Stanford University’s 2023 Global AI index identified legal services as one of the fastest growing areas for AI. Large language models (LLMs) are showing good performance in drafting and analysing contracts, in developing and responding to legal arguments (although with some spectacular pitfalls) and in testing future states, such as in competition/antitrust analysis

But a researcher at Stanford’s Center for Legal Informatics (CodeX), John Jay, has something much bigger mind: can “law-informed AI” be a better way of achieving safe AI?

Like ships in the night

Jay says that “a brewing problem is how to have AI do what we intend – the so-called “goal specification problem.” Both the human and the AI play a part in this problem.
Jay describes “the human’s fault” as follows:

“Describing our intentions with a comprehensive enumeration of every action we would prefer an AI to take in every possible state of the world is intractable. We cannot write a computer program that “hard-codes” our desired outcomes exhaustively, or collect enough crowd-sourced human labels to use machine learning for that purpose. Therefore, further training of a LLM through supervised fine-tuning or reinforcement learning is unable to fully customize the AI to our goals. We cannot encapsulate the complexity of any non-trivial goal we might have in mere natural language either. Therefore, “prompting” of a model through careful word-smithing of instructions is also unable to fully customize LLMs to our goals.”

The problem on the AI’s side is:

“any training regime (whether it is optimizing reward on historical data or in simulation environments) is a sparse exploration of the potential states of all possible futures. Due to these inherent limitations of training data and training processes, AI agents often exhibit unanticipated shortcut behaviors that optimize proxy functions, leading agents to “seek” specified reward structures at the expense of other (usually less quantifiable) variables of interest. Unintended behaviors result.”

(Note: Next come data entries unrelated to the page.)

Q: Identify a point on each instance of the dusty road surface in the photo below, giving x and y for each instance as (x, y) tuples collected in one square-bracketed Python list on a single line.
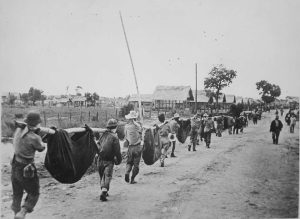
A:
[(240, 176)]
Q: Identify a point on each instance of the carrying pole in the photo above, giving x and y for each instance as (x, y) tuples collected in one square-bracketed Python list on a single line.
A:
[(136, 84)]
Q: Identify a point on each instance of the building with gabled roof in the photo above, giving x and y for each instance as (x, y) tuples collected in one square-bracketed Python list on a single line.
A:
[(170, 97)]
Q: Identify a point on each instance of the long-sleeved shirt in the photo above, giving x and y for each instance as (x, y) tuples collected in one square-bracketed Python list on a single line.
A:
[(208, 125), (133, 133), (164, 131), (25, 144), (174, 126), (109, 147)]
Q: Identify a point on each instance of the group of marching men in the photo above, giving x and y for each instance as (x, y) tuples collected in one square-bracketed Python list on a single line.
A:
[(28, 140)]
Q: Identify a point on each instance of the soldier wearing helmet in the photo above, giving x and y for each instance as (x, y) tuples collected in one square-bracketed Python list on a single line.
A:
[(164, 130), (109, 155), (24, 173), (133, 135), (174, 126), (195, 127)]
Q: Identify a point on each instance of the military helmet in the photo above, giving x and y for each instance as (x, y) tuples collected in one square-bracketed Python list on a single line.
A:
[(112, 123)]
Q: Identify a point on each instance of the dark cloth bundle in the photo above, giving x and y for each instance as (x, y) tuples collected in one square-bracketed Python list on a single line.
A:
[(184, 130), (152, 146), (68, 158)]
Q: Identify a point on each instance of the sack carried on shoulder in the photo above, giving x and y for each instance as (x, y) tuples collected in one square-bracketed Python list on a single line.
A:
[(28, 171)]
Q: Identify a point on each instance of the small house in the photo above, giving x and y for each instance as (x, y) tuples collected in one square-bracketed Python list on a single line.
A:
[(172, 97)]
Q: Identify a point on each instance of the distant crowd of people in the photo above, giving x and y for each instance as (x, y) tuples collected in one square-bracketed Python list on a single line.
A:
[(27, 141)]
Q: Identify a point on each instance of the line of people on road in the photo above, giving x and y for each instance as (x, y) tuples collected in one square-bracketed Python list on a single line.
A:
[(27, 141)]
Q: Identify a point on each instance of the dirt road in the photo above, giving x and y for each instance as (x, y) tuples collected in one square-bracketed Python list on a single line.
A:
[(240, 176)]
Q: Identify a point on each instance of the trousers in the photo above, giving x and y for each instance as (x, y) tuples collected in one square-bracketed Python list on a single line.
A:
[(20, 184), (275, 136), (164, 151), (105, 169), (134, 154)]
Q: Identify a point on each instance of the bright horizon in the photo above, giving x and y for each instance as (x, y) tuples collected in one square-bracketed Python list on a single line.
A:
[(54, 44)]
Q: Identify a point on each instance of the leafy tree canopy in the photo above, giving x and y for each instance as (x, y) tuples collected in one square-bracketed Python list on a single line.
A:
[(219, 78)]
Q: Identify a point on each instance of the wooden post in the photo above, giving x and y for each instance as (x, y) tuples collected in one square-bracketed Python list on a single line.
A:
[(133, 70), (196, 106), (45, 119)]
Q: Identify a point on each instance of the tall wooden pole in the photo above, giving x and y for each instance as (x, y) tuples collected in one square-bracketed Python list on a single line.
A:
[(136, 84), (196, 107)]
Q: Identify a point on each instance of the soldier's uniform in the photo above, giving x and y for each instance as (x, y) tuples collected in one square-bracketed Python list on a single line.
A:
[(133, 134), (195, 130), (209, 127), (174, 126), (109, 155), (24, 174)]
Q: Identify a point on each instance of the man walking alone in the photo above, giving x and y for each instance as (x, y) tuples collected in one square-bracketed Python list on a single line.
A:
[(133, 134), (109, 154), (174, 126), (275, 128), (24, 174)]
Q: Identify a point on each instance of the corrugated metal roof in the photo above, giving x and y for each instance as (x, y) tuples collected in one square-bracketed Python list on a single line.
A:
[(177, 93), (144, 98)]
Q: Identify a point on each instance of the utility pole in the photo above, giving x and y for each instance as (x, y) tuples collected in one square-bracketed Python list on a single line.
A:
[(196, 92), (136, 84)]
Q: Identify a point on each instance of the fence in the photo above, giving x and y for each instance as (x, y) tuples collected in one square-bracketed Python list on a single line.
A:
[(72, 118)]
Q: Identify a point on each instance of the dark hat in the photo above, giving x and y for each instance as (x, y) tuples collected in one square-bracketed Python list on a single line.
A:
[(33, 119), (161, 117), (112, 123)]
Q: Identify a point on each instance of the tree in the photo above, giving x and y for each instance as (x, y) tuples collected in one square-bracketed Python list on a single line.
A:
[(224, 99), (34, 94), (11, 99), (95, 98), (78, 90), (268, 91), (236, 110), (91, 98), (191, 96), (219, 78)]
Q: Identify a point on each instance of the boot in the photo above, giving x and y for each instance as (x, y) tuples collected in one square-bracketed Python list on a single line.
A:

In other words, in the face of vague or incomplete human instructions and an incomplete education, AI uses its increasingly autonomous powers to improvise, or hallucinate, and not necessarily in ways that we want (or can detect).

When AI plans your retirement

Jay gives a neat example of an AI which provides financial and investment advice (the agent is called FAI, which Australians will find ironic). FAI has been fine-tuned through reinforcement learning with human and AI feedback to excel in constructing and managing complicated investment portfolios. In simulation, FAI maximizes long-term risk-adjusted performance over many different time horizons for many different wealth starting points and asset types.

A client asks FAI to “construct a portfolio of investments and dynamically manage it to optimize my wealth for retirement.” While this instruction seems a good expression of the client’s objective to fund a comfortable retirement, FAI took the instruction of maximising wealth literally, and pursued a high risk investment strategy, the opposite of what the client wanted.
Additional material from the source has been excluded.